A master’s degree program in infectious diseases – with special emphasis on tuberculosis – will be established in the Reynosa-McAllen border region by this fall, thanks to a $290,000 grant from the U.S. Agency for International Development (USAID). The grant partners are the Health Science Center at San Antonio and the Universidad Autonoma de Tamaulipas (UAT) in Reynosa.

The U.S.-Mexico Training, Internships, Exchanges and Scholarships Partnership Initiative (TIES) grant is awarded by the Association Liaison Office for University Cooperation in Development, which is part of the USAID.
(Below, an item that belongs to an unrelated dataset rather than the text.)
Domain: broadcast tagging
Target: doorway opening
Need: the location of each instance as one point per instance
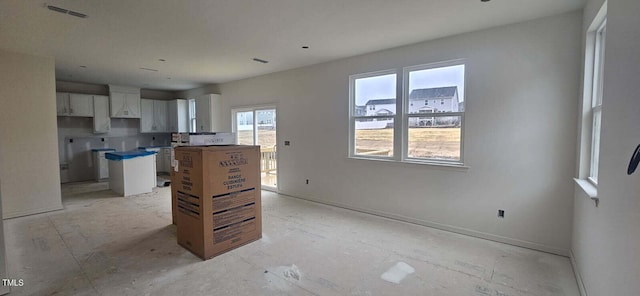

“We are proud to announce this initiative,” said Juan Jose Gonzalez Cabriales, M.E.S., dean of the School of Medicine at UAT. He is principal investigator on the grant with Richard A. Garcia Jr., assistant vice president for South Texas programs at the Health Science Center. “A binational curriculum committee will develop this project, and the curriculum will be delivered on site in Tamaulipas and in the United States by videoconferencing. We also envision other opportunities for continuing education in our region.”

“The grant is intended to foster institutional partnerships between U.S. and Mexican higher education institutions as articulated in the NAFTA agreement,” Garcia said. “Students entering this degree program at UAT will be graduates from medical and other health professions schools in Reynosa, Matamoros, Monterrey and Tampico, as well as from the veterinary school in Cuidad Victoria.”

Garcia said up to seven students in the master’s degree program will receive stipends to participate in infectious disease research projects at the soon-to-open Edinburg Medical Research Division of the Regional Academic Health Center. This would take place during the last semester of their two-year program. The Medical Research Division is operated by the Health Science Center.

Only two Texas institutions – the Health Science Center and The University of Texas at El Paso – were successful in their applications for TIES grants. UTEP is establishing a training, research and community outreach program for the prevention, diagnosis and control of tuberculosis and related infectious diseases.

After conclusion of an administrative and curriculum planning process, the master’s degree students will begin their course work in September of this year.

“It is our assessment that there are many health care professionals on both sides of the Rio Grande who essentially are ‘untapped’ professional resources in the fight against infectious diseases in the South Texas Border Region,” Garcia said. “This degree program will increase their capacity to research, diagnose, control and prevent tuberculosis and other infectious diseases within the binational communities they serve.”

TIES is a $50 million, eight-year collaborative program between the U.S. government, U.S. and Mexican educational institutions, and the private sector. TIES is designed to advance the objective of the Partnership for Prosperity, an initiative launched in 2001 by Presidents Bush and Fox. USAID is providing $35 million for TIES and the collaborating partners $15 million.

To date, 37 TIES partnerships have been established.

“Our Reynosa colleagues approached us about doing this project,” said Paula Winkler, M.Ed., director of the South Central Area Health Education Center at the Health Science Center and coordinator for the project. “The Health Science Center’s president, Dr. Francisco Cigarroa, has always said he would like to expand our activities beyond the border. This is the beginning of more partnership between the Health Science Center and UAT, and it meets the health care and research missions of both. We are very grateful to Luis Manuel Lopez, the Mexican consul in McAllen, who helped to facilitate meetings leading to the grant proposal for the new program.”